Using Fast Weights to Attend to the Recent Past
Jimmy Ba, Geoffrey Hinton, Volodymyr Mnih, Joel Z. Leibo, Catalin, Ionescu

TL;DR
This paper introduces fast weights in neural networks, enabling temporary memory of recent past inputs, which enhances sequence modeling without storing repeated activity patterns, aligning with biological plausibility.
Contribution
The paper proposes the use of fast weights as a new mechanism for temporal attention, expanding neural network capabilities to include dynamic, short-term memory.
Findings
Fast weights store recent past information efficiently.

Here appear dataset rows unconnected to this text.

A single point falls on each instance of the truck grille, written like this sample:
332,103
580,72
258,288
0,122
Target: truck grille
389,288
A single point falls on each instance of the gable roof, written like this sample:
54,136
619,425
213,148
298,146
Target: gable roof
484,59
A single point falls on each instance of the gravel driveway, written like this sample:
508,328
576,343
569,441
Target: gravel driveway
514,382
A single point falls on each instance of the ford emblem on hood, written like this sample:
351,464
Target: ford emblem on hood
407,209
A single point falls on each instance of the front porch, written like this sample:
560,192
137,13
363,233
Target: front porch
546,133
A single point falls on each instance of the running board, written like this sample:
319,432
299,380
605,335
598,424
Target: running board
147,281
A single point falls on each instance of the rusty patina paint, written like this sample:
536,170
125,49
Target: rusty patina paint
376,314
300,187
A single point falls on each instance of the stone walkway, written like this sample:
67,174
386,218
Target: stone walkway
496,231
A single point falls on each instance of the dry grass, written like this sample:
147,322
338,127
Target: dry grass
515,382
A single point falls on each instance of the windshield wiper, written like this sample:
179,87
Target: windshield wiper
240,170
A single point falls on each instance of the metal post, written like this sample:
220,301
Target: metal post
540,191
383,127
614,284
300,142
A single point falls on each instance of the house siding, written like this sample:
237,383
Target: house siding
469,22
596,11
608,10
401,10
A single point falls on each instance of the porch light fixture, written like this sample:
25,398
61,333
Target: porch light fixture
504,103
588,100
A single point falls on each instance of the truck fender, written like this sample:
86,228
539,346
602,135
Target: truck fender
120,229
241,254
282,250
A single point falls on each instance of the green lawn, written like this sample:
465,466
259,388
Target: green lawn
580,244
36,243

Fast weights improve sequence-to-sequence model performance.
The approach aligns with biological neural dynamics.
Abstract
Until recently, research on artificial neural networks was largely restricted to systems with only two types of variable: Neural activities that represent the current or recent input and weights that learn to capture regularities among inputs, outputs and payoffs. There is no good reason for this restriction. Synapses have dynamics at many different time-scales and this suggests that artificial neural networks might benefit from variables that change slower than activities but much faster than the standard weights. These "fast weights" can be used to store temporary memories of the recent past and they provide a neurally plausible way of implementing the type of attention to the past that has recently proved very helpful in sequence-to-sequence models. By using fast weights we can avoid the need to store copies of neural activity patterns.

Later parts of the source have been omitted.